Review: Angelhood by AJ Cattapan
Seventeen-year-old theater geek Nanette believes her life is headed toward stardom on Broadway. But when her dream theater college rejects her and her best friend dies in a terrible accident, Nanette decides the world would be better off without her. Unfortunately, the afterlife offers something less than a heavenly situation. Trapped between alternating periods of utter darkness and light, Nanette is stuck following a high school freshman around. Soon, she learns she’s a guardian angel, and the only way she can earn her wings is to keep her young charge, Vera, from committing the same sin she did—taking her own life.
Unfortunately, Nanette is missing more than just her wings. She has no tangible body or voice, either. Frustrated by her inability to reach out to Vera and haunted by memories of her old life, Nanette wants to give up, but then she sees what happens when another Guardian at the high school turns his back on his charge. The shock is enough to supercharge Nanette’s determination. She’s going to find peace in the afterlife…as soon as she can convince Vera that living is what life is all about.
*Book Received in Exchange for Honest Opinion/Review*
This book was a light, quick read but truly left me wanting more. The story starts off slow, and it took to about 57% to fully grasp my full interests. While I know I should feel compassion for Nanette, for the first half of the book I found myself annoyed with her and irritated by her selfishness. I struggled to relate to Vera, but that might be because I came from a small school where everyone knows everyone. There was no reject table in the cafeteria and even the loners have friends. So I struggled to form a connection with a character so disconnected from myself.

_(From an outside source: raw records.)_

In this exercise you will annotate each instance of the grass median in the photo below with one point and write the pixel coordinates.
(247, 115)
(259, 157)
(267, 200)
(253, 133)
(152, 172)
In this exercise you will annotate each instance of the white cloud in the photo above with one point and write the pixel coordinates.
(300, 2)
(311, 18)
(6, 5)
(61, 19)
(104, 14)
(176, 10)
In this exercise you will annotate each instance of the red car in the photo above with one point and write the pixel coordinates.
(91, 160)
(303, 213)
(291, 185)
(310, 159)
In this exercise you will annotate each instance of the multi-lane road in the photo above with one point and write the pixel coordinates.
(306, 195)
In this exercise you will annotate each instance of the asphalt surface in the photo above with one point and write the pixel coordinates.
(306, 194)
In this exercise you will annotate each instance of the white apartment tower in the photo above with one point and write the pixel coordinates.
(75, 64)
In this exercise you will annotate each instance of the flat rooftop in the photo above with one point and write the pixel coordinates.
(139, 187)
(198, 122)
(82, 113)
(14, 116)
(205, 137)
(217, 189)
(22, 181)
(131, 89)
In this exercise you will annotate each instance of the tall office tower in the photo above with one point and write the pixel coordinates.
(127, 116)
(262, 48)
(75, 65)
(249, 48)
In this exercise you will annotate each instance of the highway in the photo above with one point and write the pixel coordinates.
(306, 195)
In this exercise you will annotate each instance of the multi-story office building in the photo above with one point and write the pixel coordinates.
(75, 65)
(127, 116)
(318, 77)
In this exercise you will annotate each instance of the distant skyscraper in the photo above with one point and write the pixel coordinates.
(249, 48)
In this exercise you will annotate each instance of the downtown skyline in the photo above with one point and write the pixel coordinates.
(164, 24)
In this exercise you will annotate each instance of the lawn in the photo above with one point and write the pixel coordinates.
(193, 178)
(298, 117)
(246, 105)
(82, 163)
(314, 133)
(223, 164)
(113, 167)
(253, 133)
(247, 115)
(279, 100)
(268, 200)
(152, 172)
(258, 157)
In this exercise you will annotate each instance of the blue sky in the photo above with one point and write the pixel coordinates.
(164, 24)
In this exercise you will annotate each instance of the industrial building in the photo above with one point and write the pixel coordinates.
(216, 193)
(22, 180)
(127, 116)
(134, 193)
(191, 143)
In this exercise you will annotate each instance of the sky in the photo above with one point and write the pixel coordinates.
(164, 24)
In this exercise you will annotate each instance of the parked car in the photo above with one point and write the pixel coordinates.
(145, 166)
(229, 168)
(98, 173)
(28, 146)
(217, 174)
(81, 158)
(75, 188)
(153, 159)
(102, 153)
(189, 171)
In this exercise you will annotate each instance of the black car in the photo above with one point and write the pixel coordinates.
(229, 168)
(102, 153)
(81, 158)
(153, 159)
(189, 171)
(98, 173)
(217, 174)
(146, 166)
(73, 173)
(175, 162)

The last half of the book was captivating, I was drawn in and interested. I wanted to see how things were going to play out and what happened to Nanette, Vera, and all the other secondary-characters. I enjoyed the story greatly but I didn’t like the ending. The ending felt too convenient, like of course Nanette would get an HEA. That left me disappointed because I felt like she could have had an HEA but just not the one she may have wanted and maybe that is the way it should have been. Instead she is forgiven and all is well that ends well.